Comparison with Fully Supervised Methods:
- SpecMCD outperformed state-of-the-art fully supervised methods (BoundaryNet, HCDNet-Pixel, RegNetY) in Overall Accuracy (OA) and F2-score (which emphasizes recall).
- While fully supervised methods performed slightly better in dense cloud boundary details, SpecMCD was superior in detecting large-area thin clouds and reducing omission errors.
Application Impact:
- In image reconstruction experiments, SpecMCD-based masks enabled the simultaneous removal of thick and thin clouds, resulting in more accurate radiance recovery compared to masks that missed thin clouds.

5. Significance and Limitations

Significance:

Cost-Effective: Reduces the dependency on expensive pixel-level annotations while maintaining high detection accuracy.
Thin Cloud Capability: Successfully addresses the "blind spot" of current deep learning methods regarding thin clouds and haze, which are critical for atmospheric correction and land cover mapping.
Robustness: The adaptive thresholding makes the method applicable to diverse scenes without manual intervention.

Limitations:

Cloud vs.

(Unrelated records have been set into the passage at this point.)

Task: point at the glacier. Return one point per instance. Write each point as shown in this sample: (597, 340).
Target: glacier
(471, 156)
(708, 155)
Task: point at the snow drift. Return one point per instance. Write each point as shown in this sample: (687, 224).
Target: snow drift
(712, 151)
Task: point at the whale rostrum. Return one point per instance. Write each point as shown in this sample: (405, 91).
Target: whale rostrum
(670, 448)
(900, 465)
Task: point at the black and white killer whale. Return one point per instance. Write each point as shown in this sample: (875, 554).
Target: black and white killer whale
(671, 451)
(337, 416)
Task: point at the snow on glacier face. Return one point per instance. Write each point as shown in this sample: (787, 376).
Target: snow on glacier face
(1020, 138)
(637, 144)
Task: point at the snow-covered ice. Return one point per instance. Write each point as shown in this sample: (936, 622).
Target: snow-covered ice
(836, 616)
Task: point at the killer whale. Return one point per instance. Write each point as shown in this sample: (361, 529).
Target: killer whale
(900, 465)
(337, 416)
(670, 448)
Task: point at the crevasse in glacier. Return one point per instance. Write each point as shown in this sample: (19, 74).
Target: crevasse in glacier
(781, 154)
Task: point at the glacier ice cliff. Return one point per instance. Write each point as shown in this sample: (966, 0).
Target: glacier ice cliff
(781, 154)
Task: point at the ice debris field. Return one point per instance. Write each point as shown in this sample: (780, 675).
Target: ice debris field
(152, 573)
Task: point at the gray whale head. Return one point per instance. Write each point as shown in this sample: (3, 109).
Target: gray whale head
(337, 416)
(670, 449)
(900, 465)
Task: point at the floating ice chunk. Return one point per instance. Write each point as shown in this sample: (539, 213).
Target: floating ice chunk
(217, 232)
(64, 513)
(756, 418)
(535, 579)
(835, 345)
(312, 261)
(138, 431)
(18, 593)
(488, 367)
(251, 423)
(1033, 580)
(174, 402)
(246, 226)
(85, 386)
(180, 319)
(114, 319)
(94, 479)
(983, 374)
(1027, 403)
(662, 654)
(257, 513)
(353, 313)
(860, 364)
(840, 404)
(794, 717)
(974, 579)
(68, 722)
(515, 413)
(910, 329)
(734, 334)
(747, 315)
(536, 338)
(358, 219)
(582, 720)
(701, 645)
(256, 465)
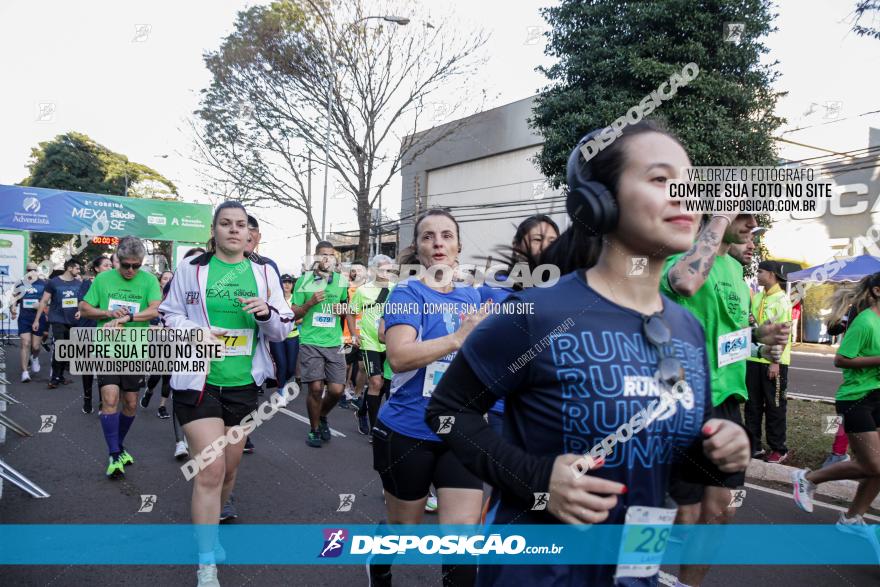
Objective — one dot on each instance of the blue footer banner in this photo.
(637, 544)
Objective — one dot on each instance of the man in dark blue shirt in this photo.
(62, 298)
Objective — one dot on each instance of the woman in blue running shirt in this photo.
(426, 321)
(597, 353)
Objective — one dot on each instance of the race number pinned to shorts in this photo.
(645, 536)
(130, 307)
(322, 320)
(237, 341)
(734, 346)
(433, 373)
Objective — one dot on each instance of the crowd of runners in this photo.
(444, 397)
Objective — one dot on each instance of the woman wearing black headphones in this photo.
(603, 346)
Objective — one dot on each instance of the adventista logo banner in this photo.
(45, 210)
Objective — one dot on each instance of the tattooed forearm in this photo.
(689, 273)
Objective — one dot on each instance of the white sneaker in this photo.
(207, 575)
(854, 525)
(803, 490)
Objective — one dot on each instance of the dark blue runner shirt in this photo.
(433, 315)
(489, 293)
(568, 390)
(28, 302)
(61, 311)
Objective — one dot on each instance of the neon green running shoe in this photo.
(115, 470)
(125, 458)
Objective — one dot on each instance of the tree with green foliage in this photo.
(867, 9)
(613, 53)
(75, 162)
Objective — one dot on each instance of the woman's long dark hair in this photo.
(577, 248)
(518, 251)
(410, 255)
(212, 244)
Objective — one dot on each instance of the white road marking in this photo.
(305, 420)
(818, 503)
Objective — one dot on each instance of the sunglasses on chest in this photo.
(657, 332)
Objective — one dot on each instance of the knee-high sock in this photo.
(124, 425)
(110, 426)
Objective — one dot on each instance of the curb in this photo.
(845, 490)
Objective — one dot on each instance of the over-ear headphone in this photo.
(589, 203)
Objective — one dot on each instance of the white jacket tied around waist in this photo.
(184, 307)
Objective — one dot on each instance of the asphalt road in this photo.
(284, 481)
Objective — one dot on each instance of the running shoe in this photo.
(115, 470)
(777, 457)
(207, 575)
(324, 430)
(126, 458)
(314, 439)
(834, 458)
(228, 512)
(803, 490)
(855, 525)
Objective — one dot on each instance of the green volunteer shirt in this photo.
(110, 291)
(320, 326)
(774, 306)
(862, 339)
(226, 283)
(722, 307)
(364, 302)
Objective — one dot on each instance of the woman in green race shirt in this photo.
(129, 298)
(858, 404)
(369, 301)
(242, 302)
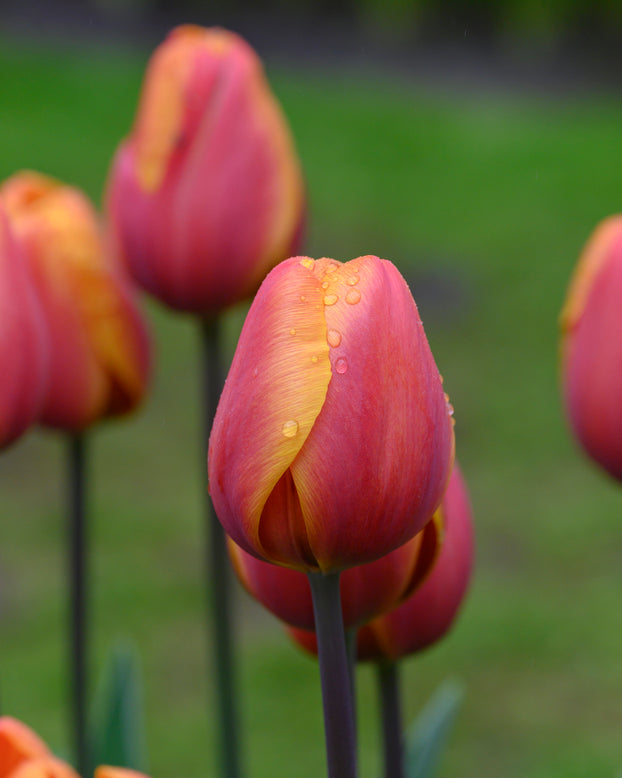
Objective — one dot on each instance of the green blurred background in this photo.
(474, 144)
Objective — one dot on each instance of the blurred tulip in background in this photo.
(591, 323)
(206, 194)
(24, 352)
(98, 340)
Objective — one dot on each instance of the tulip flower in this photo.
(99, 346)
(591, 347)
(333, 441)
(366, 591)
(206, 194)
(23, 342)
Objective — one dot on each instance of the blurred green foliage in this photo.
(484, 202)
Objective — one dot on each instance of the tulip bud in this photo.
(591, 346)
(99, 345)
(24, 348)
(427, 614)
(332, 442)
(206, 195)
(366, 591)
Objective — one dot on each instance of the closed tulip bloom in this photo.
(24, 348)
(366, 591)
(206, 194)
(99, 344)
(332, 442)
(591, 347)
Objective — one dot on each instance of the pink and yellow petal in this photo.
(395, 428)
(274, 392)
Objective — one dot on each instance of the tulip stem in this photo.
(217, 569)
(77, 595)
(339, 726)
(388, 685)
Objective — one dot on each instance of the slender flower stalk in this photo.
(78, 596)
(335, 676)
(391, 714)
(217, 573)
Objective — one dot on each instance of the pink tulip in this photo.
(333, 442)
(591, 323)
(206, 194)
(98, 340)
(366, 591)
(24, 348)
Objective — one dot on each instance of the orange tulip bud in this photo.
(23, 343)
(427, 614)
(366, 591)
(206, 195)
(332, 443)
(591, 323)
(18, 744)
(99, 345)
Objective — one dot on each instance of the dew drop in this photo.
(333, 337)
(290, 428)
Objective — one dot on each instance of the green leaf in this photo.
(428, 734)
(116, 726)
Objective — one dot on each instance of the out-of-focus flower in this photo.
(333, 441)
(206, 194)
(366, 591)
(591, 324)
(99, 345)
(24, 348)
(426, 616)
(24, 755)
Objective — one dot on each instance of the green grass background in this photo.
(483, 201)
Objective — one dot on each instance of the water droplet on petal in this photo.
(290, 428)
(333, 337)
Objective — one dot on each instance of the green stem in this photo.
(335, 676)
(78, 596)
(217, 569)
(388, 684)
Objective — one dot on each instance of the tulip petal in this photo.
(273, 395)
(384, 410)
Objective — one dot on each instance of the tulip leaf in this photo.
(427, 736)
(116, 725)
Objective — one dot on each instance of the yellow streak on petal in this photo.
(590, 262)
(161, 111)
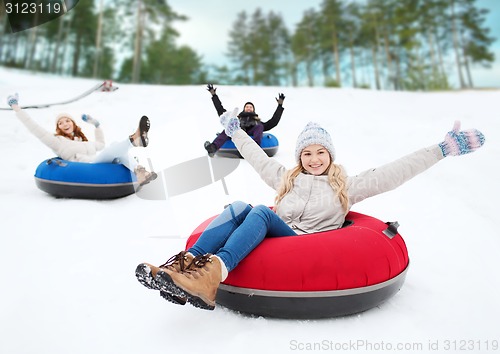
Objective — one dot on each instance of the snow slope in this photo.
(67, 266)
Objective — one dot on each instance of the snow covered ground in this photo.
(67, 266)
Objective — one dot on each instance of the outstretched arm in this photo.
(271, 123)
(215, 99)
(268, 169)
(392, 175)
(43, 135)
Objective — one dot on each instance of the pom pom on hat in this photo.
(312, 134)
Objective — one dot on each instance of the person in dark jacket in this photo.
(249, 121)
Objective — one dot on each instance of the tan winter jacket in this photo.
(312, 206)
(71, 150)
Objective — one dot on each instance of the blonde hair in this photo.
(77, 131)
(336, 179)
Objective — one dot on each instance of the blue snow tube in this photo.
(81, 180)
(269, 145)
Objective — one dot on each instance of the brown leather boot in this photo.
(199, 284)
(146, 273)
(140, 137)
(143, 176)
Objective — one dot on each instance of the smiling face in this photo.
(66, 126)
(315, 159)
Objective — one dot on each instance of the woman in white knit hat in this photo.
(70, 143)
(314, 196)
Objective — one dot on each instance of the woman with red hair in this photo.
(70, 143)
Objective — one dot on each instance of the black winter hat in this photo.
(250, 104)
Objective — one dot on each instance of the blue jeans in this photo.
(237, 231)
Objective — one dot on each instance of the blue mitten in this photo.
(13, 99)
(463, 142)
(90, 120)
(230, 122)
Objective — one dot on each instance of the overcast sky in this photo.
(209, 22)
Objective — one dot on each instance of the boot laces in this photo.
(198, 265)
(180, 258)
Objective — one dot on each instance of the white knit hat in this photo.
(312, 134)
(63, 115)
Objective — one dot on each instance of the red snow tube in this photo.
(326, 274)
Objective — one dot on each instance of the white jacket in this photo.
(312, 204)
(71, 150)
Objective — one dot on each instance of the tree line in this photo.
(380, 44)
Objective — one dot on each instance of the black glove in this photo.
(280, 99)
(211, 89)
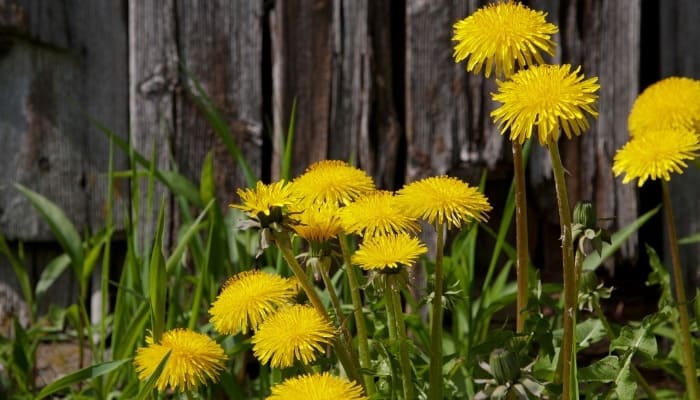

Snow/Ice: The method relies on visible bands for spectral features, making it difficult to distinguish clouds from snow/ice without additional data (e.g., thermal bands).
Dense Cloud Details: While effective for large areas, the method still loses some fine-scale boundary details in extremely dense cloud regions compared to fully supervised pixel-level networks.
Shadow Detection: The current framework does not directly detect cloud shadows.

Future Work:
The authors plan to integrate pixel-level networks to refine dense cloud detection, incorporate data-driven cloud-snow discrimination, and explore cloud shadow detection using morphological constraints.